Yes, provided you use up-to-date SGML software which knows about the WebSGML Adaptations TC to ISO 8879 (the features needed to support XML, such as the variant form for EMPTY elements; some aspects of the SGML Declaration such as NAMECASE GENERAL NO; multiple attribute token list declarations, etc).
An alternative is to use an SGML DTD to let you create a fully-normalised SGML file, but one which does not use empty elements; and then remove the DocType Declaration so it becomes a well-formed DTDless XML file. Most SGML tools now handle XML files well, and provide an option switch between the two standards.
Question 16 :
Can XML use non-Latin characters?
Yes, the XML Specification explicitly says XML uses ISO 10646, the international standard character repertoire which covers most known languages. Unicode is an identical repertoire, and the two standards track each other. The spec says (2.2): 'All XML processors must accept the UTF-8 and UTF-16 encodings of ISO 10646…'. There is a Unicode FAQ at http://www.unicode.org/faq/FAQ.

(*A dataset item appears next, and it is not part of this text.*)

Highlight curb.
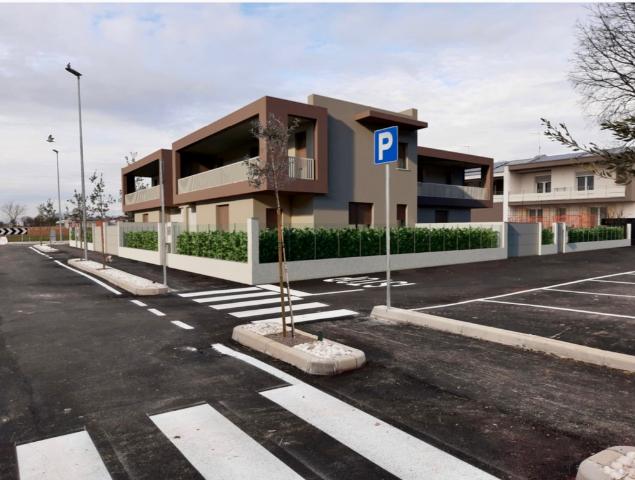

UTF-8 is an encoding of Unicode into 8-bit characters: the first 128 are the same as ASCII, and higher-order characters are used to encode anything else from Unicode into sequences of between 2 and 6 bytes. UTF-8 in its single-octet form is therefore the same as ISO 646 IRV (ASCII), so you can continue to use ASCII for English or other languages using the Latin alphabet without diacritics. Note that UTF-8 is incompatible with ISO 8859-1 (ISO Latin-1) after code point 127 decimal (the end of ASCII).
UTF-16 is an encoding of Unicode into 16-bit characters, which lets it represent 16 planes. UTF-16 is incompatible with ASCII because it uses two 8-bit bytes per character (four bytes above U+FFFF).
Question 17 :
Does XML let me make up my own tags?
No, it lets you make up names for your own element types. If you think tags and elements are the same thing you are already in considerable trouble: read the rest of this question carefully.
Question 18 :
How do I create my own document type?
Document types usually need a formal description, either a DTD or a Schema. Whilst it is possible to process well-formed XML documents without any such description, trying to create them without one is asking for trouble. A DTD or Schema is used with an XML editor or API interface to guide and control the construction of the document, making sure the right elements go in the right places.
Creating your own document type therefore begins with an analysis of the class of documents you want to describe: reports, invoices, letters, configuration files, credit-card verification requests, or whatever. Once you have the structure correct, you write code to express this formally, using DTD or Schema syntax.
Question 19 :
Can a root element type be explicitly declared in the DTD?
No. This is done in the document's Document Type Declaration, not in the DTD.
Question 20 :
How do I get XML into or out of a database?
Ask your database manufacturer: they all provide XML import and export modules to connect XML applications with databases. In some trivial cases there will be a 1:1 match between field names in the database table and element type names in the XML Schema or DTD, but in most cases some programming will be required to establish the desired match. This can usually be stored as a procedure so that subsequent uses are simply commands or calls with the relevant parameters.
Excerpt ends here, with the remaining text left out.